Merck successfully divests Consumer Health
Closing of sale to Procter & Gamble at a cash purchase price of € 3.4 billion completed
“The successful completion of this transaction is an important milestone for both Merck and Consumer Health,” said Belén Garijo, Member of the Executive Board and CEO Healthcare of Merck. “We are very pleased that together with P&G we have successfully delivered on an ambitious timeframe in closing this transaction. P&G offers excellent opportunities for the development of the Consumer Health business and we wish our colleagues all the best for the future.”
“After deducting taxes and transaction related effects, Merck will primarily use the net cash proceeds of approximately € 2.7 billion to further reduce its financial debt. With the successful and timely completion of the transaction, Merck has now hit its 2018 leverage target of a net debt to EBITDA pre ratio of less than 2. Furthermore we are increasing our flexibility to focus on innovation driven businesses within Merck‘s three business sectors,” said Marcus Kuhnert, Member of the Executive Board and Chief Financial Officer of Merck.
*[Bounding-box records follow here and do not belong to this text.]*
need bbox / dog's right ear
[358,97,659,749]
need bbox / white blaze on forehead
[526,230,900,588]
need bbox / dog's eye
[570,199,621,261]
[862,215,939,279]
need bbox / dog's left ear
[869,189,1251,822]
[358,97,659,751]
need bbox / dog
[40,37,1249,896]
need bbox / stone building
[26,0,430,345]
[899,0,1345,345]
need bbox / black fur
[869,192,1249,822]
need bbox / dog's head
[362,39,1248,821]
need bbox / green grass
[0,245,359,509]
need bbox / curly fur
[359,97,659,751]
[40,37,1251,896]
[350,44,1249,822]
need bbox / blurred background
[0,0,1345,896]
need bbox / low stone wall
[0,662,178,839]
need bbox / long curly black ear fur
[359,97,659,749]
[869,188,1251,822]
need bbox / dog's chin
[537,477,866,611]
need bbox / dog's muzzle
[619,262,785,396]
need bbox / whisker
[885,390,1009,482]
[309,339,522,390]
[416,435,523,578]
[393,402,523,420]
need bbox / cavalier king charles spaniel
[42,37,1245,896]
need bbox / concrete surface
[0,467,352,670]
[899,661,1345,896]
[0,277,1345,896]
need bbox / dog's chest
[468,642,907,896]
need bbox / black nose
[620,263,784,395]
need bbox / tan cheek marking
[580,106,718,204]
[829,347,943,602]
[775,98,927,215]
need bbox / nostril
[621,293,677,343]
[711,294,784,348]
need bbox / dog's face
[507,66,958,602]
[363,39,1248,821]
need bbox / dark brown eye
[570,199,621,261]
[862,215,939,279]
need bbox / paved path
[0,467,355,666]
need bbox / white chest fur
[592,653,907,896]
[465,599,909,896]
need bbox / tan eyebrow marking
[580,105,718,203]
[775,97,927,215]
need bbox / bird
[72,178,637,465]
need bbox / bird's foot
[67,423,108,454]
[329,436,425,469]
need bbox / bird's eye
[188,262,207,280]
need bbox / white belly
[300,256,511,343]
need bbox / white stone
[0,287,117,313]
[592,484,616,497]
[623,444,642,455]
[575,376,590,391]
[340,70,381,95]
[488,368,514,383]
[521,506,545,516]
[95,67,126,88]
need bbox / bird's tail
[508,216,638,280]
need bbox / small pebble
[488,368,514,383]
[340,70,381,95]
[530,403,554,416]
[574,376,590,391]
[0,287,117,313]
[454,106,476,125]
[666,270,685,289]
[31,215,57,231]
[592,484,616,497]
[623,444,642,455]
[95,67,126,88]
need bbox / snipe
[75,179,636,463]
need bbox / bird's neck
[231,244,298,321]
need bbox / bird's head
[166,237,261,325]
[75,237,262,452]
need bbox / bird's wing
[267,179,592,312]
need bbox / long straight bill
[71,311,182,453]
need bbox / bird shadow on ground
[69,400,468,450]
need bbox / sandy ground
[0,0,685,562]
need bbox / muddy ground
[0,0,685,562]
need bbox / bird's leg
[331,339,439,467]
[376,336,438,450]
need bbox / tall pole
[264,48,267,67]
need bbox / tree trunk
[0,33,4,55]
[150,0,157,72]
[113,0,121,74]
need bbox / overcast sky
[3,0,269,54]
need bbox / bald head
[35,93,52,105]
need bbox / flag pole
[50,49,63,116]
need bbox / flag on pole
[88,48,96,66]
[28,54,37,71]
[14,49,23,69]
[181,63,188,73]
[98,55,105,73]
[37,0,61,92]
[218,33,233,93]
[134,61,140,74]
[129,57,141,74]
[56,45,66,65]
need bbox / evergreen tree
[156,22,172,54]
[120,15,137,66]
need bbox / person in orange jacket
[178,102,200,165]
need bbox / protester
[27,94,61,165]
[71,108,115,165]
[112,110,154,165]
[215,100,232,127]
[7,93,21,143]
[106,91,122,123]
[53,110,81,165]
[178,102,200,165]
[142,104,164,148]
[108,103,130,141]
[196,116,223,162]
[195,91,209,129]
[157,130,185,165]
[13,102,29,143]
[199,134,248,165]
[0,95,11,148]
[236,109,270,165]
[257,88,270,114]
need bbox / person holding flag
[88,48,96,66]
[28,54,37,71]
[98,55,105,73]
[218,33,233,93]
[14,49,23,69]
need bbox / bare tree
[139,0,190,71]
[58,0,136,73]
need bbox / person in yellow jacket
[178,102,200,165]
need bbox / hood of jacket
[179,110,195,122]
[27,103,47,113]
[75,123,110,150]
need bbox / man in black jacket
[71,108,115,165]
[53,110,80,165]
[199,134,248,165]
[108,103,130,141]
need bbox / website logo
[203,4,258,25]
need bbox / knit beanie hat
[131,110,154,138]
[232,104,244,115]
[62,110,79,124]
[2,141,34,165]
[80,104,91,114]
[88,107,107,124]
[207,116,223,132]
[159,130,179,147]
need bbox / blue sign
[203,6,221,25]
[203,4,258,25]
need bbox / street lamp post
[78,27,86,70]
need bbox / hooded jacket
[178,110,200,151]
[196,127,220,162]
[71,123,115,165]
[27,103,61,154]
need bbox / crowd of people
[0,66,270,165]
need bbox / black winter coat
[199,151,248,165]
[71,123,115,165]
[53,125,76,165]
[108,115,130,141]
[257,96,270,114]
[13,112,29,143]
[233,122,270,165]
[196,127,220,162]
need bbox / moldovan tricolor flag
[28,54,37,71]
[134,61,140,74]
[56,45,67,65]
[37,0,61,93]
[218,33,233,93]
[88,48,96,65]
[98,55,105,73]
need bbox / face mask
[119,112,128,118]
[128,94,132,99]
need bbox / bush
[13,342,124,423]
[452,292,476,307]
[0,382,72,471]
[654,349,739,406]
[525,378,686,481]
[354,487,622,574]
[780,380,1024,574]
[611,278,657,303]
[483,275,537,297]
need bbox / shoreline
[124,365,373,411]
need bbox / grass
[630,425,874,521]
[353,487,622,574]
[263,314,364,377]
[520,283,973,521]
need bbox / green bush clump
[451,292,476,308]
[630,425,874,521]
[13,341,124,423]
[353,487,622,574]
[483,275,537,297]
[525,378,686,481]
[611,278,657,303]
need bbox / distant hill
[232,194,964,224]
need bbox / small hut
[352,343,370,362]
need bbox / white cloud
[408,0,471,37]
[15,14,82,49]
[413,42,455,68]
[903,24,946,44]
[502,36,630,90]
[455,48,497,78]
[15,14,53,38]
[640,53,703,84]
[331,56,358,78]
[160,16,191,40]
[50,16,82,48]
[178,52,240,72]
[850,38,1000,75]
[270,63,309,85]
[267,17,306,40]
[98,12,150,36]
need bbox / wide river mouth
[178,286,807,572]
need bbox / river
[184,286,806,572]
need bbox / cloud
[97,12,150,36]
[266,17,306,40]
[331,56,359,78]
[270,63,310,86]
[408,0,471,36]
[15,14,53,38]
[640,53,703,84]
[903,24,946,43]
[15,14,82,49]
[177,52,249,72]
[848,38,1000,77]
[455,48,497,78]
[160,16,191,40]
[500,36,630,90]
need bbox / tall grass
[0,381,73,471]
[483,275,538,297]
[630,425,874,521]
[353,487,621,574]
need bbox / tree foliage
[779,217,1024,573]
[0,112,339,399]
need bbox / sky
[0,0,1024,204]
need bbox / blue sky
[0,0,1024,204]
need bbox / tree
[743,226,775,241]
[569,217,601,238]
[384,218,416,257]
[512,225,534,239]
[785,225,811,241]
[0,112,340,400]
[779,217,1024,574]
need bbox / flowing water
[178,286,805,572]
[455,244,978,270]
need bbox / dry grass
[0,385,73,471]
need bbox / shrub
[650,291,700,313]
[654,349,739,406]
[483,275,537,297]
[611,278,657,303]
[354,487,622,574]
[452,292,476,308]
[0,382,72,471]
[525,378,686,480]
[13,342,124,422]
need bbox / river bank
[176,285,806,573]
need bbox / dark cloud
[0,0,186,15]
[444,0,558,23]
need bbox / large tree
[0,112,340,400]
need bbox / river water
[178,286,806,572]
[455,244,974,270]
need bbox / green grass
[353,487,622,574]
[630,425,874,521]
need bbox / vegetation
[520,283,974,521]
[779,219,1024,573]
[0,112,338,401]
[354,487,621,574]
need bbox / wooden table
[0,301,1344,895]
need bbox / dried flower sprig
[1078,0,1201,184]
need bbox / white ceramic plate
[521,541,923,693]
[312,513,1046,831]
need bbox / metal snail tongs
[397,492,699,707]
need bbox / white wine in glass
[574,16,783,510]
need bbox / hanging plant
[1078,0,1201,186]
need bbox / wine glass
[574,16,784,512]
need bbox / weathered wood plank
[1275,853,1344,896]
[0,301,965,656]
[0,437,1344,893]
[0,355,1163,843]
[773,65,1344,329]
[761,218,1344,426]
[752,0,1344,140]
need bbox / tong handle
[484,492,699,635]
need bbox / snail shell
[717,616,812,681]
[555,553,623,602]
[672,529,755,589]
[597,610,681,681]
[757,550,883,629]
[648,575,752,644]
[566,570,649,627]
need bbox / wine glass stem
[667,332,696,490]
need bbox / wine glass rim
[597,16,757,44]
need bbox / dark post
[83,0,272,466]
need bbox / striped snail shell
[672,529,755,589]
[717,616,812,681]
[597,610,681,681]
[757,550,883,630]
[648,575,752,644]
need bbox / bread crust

Merck and P&G pursued the Consumer Health transaction through the sale of shares in several Merck subsidiaries as well as so called asset deals. The transaction comprises the Consumer Health business in 44 countries with more than 900 products and two production facilities in Spittal (Austria) and Goa (India). Around 3,300 employees have transferred to P&G. Merck and P&G have signed a number of supply and service agreements to ensure a smooth transition of the business.